Polish President Karol Nawrocki vetoed a government bill aimed at regulating the crypto assets market for the third time on June 11, blocking legislation that would have appointed the Polish Financial Supervision Authority as the market’s main watchdog.
The bill would have empowered the regulator, known as KNF, to supervise crypto asset service providers and impose sanctions on companies operating in the sector. It was intended to ensure Poland’s implementation of the European Union’s Markets in Crypto-Assets Regulation, known as MiCA.
“The government is obsessively fighting a ‘crypto-shadow’ instead of genuinely solving the problem. This shows that, unfortunately, the intentions here are not sincere. The point is to talk about the problem of crypto assets, not to really solve it,” Nawrocki said in a televised speech on June 11 in which he justified his veto.
Nawrocki said he supported regulating the market and protecting consumers, but argued that the government had ignored most of the changes proposed by his office in reaction to the govenment's earlier attempts to pass the bill.
“I support regulation of this market. I support consumer protection, but it has to be done effectively,” Nawrocki said.
“The bill that reached my desk is almost identical to the draft that had already been vetoed twice. The bill will be signed if it is corrected. Ready amendments are in the Sejm [parliament],” Nawrocki also said.
Prime Minister Donald Tusk criticised the veto in a post on X.
“It sounds unbelievable, but the president has again vetoed the cryptocurrency bill. He is probably more entangled in this than everyone thought,” Tusk said, without elaborating.
The veto comes as the government is pushing for tighter supervision of the sector following a fraud probe into Zondacrypto, Poland’s largest cryptocurrency exchange. Prosecutors estimate losses at more than PLN350mn (€82.4mn) after thousands of users were unable to withdraw funds from the platform.

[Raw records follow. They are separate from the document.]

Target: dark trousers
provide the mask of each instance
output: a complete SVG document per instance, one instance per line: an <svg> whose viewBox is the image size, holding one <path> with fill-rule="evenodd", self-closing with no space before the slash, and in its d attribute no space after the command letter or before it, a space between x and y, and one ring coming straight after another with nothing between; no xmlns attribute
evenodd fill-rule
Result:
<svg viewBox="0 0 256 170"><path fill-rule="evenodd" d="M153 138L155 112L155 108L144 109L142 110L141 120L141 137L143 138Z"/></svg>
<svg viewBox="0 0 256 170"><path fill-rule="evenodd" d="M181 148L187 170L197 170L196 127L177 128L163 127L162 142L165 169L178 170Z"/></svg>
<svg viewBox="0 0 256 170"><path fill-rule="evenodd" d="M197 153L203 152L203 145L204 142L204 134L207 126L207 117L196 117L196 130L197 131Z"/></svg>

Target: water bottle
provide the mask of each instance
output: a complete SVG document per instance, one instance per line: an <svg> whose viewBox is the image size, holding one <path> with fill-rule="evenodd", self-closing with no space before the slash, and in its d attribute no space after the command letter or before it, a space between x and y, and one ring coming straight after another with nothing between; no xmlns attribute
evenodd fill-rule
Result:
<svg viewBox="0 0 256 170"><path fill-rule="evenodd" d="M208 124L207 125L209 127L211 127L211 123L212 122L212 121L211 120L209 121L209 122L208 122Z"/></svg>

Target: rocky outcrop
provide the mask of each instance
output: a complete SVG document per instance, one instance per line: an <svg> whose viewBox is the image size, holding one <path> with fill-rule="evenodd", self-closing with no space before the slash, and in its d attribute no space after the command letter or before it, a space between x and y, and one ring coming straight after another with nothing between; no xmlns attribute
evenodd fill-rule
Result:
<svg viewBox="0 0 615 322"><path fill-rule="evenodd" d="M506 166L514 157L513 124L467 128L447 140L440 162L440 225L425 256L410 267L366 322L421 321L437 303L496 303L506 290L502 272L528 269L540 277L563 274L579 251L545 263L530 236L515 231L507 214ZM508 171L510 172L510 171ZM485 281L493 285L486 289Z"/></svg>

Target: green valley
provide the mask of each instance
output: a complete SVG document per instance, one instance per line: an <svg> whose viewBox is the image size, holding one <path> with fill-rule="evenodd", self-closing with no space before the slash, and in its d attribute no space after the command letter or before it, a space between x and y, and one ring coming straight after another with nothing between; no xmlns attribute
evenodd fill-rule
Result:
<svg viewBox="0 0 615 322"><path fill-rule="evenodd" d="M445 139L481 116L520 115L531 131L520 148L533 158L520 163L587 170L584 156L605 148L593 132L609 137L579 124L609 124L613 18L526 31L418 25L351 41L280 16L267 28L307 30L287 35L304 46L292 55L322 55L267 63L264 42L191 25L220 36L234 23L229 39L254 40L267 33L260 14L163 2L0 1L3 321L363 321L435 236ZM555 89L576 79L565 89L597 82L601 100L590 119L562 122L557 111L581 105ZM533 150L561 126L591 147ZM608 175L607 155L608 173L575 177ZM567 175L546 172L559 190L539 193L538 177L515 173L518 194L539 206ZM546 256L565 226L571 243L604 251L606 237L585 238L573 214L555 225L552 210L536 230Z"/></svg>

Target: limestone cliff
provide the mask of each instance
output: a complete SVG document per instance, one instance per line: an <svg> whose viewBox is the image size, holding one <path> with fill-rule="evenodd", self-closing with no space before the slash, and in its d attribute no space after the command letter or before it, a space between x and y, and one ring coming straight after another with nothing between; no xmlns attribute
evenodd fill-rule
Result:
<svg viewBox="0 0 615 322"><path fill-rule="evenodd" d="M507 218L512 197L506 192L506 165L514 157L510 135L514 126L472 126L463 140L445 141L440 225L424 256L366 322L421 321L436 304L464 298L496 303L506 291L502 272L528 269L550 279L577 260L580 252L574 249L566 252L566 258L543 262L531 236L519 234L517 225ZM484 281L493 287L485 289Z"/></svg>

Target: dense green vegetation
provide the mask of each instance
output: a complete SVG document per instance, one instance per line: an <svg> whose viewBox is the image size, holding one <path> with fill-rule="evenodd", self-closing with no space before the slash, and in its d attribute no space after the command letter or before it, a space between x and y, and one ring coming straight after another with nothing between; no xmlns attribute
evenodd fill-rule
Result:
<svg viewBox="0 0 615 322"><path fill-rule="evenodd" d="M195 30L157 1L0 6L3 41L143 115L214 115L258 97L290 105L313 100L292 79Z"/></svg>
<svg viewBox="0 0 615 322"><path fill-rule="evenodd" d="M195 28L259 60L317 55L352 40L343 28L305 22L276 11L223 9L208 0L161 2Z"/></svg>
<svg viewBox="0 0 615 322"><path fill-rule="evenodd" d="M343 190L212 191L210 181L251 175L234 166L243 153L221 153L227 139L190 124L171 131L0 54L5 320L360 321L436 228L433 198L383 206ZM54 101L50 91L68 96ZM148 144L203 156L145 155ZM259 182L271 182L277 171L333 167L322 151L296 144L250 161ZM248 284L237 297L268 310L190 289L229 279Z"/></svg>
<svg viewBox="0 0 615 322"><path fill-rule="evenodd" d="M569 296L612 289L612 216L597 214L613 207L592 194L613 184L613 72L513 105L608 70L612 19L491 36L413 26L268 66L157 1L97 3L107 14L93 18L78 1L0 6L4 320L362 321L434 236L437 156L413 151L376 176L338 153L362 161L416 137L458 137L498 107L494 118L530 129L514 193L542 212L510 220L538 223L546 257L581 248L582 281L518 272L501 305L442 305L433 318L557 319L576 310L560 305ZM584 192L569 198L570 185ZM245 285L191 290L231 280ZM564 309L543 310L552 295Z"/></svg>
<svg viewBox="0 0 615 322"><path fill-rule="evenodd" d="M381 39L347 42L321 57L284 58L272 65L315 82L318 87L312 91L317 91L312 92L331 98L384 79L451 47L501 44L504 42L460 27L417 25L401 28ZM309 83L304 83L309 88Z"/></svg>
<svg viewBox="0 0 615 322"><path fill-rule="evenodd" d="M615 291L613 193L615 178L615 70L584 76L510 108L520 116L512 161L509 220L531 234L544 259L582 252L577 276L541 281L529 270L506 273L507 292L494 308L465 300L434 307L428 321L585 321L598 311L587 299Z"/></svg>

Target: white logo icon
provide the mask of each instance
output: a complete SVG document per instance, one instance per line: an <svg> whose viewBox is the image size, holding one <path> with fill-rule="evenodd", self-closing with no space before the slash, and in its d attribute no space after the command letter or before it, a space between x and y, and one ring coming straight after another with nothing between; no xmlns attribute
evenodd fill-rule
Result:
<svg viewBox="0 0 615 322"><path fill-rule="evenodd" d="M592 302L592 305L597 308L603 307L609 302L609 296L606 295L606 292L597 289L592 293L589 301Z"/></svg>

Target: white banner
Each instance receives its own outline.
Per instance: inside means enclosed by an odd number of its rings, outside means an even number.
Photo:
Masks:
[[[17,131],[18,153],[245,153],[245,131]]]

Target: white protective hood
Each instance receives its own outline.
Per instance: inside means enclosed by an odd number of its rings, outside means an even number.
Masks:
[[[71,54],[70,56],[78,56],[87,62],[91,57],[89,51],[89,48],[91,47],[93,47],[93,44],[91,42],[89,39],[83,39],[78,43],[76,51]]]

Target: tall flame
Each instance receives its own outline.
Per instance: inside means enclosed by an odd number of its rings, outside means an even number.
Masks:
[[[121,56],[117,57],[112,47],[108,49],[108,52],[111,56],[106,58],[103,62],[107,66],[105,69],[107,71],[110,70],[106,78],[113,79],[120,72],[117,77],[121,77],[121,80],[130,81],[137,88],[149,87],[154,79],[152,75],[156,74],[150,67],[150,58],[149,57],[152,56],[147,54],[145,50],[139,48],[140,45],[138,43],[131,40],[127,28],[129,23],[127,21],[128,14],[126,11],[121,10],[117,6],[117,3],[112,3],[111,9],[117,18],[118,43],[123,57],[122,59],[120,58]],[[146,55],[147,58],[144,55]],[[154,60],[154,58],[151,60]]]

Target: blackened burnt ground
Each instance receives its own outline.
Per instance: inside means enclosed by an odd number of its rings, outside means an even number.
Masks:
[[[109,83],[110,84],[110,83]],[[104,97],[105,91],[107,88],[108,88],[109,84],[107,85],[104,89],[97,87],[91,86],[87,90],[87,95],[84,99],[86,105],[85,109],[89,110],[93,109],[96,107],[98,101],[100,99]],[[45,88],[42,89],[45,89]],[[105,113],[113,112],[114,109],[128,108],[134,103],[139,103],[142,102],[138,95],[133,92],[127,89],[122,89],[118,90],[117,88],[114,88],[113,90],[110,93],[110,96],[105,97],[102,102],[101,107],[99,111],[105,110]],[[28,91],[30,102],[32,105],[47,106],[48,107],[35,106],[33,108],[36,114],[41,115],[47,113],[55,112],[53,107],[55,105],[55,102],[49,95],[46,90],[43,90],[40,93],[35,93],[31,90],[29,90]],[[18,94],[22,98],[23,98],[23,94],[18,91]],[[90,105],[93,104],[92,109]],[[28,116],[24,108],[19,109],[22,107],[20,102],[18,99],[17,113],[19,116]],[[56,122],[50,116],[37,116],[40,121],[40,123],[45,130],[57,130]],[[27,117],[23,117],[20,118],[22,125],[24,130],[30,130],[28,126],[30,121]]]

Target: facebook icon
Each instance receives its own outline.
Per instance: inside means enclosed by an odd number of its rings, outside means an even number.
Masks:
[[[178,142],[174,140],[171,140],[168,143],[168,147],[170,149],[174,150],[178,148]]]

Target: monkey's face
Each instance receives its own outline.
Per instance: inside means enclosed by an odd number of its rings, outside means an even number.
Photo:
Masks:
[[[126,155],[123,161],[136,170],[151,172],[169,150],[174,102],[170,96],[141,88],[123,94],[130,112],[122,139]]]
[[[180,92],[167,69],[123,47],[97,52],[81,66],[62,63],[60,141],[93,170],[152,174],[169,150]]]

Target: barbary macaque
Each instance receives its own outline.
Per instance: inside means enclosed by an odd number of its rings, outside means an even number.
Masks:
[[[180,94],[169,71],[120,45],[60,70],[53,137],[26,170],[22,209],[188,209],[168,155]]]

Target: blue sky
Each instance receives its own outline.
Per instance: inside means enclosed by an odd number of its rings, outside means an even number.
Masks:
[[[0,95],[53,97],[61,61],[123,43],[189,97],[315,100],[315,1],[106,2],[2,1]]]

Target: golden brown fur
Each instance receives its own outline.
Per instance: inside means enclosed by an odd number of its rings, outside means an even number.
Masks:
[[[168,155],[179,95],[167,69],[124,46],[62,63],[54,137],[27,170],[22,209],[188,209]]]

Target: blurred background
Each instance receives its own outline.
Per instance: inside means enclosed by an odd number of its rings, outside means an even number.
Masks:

Tusk previously alleged that money linked to Russia stood behind Zondacrypto and accused politicians opposing the bill of protecting the company's allegedly seedy interests.
Nawrocki had previously rejected two earlier versions of the legislation, arguing that the proposed rules amounted to overregulation and could push Polish crypto companies to move their operations abroad.
The latest version of the bill differed from previous drafts by including one amendment proposed by the president’s office. The amendment would have required KNF, in cooperation with the finance minister, to prepare and publish annual reports on the functioning of the crypto assets market in the Public Information Bulletin.
Under the rejected bill, KNF would have been able to block cash or crypto asset accounts and suspend certain transactions for 96 hours. The government’s proposal also allowed such measures to be extended, though the total extension could not exceed six months.
KNF said in February 2026 that MiCA allows crypto asset service providers to continue operating without the authorisation required under EU law until July 1, 2026. The vetoed legislation would have set out the domestic process for granting such authorisations.
The regulator said that unless Polish law designates a competent supervisory authority, domestic companies will lose the ability to provide crypto asset services. In that case, only cross-border services in Poland would remain possible, provided the companies had obtained authorisation in another EU member state.